Are you nervous?
If so, does that mean you're anxious, or that your hands shake? The distinction can be crucial.
Asked if they feel nervous, some people respond by holding up their unshaking hands, watching them a few seconds and saying, "I don't think so. They look steady to me!" This unexpected answer illustrates the confusion many people have about anxiety, tremors, and what they have to do with each other.
A psychiatrist friend proposed a useful labeling system. He refers to internal states of anxiety, worry and upset as "inner nerves." By contrast, when outward, visible tremulousness is present, he calls that "outer nerves." The distinction is important because the causes and treatments of "inner nerves" and "outer nerves" are almost entirely different from each other.

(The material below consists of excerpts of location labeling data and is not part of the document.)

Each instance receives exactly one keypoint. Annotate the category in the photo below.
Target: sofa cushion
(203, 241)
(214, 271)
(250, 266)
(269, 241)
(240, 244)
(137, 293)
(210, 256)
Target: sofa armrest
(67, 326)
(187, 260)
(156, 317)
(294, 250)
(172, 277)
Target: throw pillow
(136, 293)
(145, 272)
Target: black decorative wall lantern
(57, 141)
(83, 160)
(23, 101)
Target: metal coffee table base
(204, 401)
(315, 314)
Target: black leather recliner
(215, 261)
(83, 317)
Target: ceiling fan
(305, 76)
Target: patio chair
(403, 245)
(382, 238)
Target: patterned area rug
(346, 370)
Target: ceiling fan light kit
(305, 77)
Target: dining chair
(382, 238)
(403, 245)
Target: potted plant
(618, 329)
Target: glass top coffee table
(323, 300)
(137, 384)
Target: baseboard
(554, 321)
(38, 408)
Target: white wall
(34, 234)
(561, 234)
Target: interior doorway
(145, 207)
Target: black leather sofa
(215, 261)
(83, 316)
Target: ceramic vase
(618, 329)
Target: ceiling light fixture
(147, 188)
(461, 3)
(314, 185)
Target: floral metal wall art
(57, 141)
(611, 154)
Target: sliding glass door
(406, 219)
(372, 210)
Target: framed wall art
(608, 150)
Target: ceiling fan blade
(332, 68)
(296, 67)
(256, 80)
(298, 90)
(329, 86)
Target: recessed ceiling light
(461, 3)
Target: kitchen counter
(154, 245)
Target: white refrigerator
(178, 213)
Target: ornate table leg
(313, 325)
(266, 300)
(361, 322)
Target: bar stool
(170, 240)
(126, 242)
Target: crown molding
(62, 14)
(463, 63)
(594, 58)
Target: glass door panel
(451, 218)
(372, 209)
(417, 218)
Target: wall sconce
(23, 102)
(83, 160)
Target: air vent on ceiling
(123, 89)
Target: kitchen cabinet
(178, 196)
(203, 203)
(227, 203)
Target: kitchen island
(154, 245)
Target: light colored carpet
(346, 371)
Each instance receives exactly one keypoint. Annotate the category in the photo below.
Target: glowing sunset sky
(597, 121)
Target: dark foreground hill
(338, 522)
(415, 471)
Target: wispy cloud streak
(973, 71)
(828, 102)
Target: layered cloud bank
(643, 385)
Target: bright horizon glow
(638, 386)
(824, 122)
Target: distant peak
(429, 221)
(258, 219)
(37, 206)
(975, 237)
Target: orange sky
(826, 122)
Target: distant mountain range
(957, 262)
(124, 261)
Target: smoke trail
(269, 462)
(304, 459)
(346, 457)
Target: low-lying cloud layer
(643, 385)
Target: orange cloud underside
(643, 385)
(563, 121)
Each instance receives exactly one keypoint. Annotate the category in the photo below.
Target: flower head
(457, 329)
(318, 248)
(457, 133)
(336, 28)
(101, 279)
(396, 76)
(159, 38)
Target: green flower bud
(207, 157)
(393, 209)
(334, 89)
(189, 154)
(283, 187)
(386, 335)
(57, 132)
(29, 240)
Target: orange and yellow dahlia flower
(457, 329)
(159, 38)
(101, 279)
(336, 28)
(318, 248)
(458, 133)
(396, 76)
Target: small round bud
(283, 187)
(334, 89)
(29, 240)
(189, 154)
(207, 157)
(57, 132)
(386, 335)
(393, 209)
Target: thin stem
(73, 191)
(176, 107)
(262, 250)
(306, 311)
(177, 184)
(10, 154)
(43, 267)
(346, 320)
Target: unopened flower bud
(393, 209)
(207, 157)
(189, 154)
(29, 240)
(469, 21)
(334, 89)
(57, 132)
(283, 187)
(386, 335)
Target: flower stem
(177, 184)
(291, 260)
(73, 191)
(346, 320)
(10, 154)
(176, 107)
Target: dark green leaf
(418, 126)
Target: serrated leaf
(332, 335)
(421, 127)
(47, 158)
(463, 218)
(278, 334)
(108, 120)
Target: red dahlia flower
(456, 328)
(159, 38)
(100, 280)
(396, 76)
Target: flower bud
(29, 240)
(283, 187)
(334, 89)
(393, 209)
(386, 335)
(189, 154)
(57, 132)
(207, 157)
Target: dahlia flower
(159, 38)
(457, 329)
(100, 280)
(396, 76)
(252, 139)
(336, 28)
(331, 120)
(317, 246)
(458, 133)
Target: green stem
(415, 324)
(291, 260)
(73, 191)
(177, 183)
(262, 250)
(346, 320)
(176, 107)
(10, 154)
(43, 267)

It's not hard to see where the confusion arises. Most people with tremulousness experience worsening of their shaking in states of high emotion, like anger, fear—-or even joy. They notice improvement in tremor when they are feeling unstressed, and their companions see their tremoring disappear completely when they sleep. Yet, it's not the emotional states that caused the tremor. Instead, the emotions just increased or decreased a tremor that was already there for another reason.
Although tremor can occur in almost any part of the body, shaking of the hands is most common and can be caused by a variety of conditions. Tremors can also vary in their appearance, and the appearance of the tremor can narrow down the list of possibilities.
Here are the three basic tremor patterns:
To the extent that the underlying problem can be fixed, the tremor will usually improve as well. So if someone's tremor is due to an overactive thyroid, the tremor will improve when the thyroid problem is corrected. If a tremor is due to Parkinson's disease, then it will get better with medication for this condition. And if medication itself is causing the problem, then a dose-reduction or substitution of another drug might do the trick.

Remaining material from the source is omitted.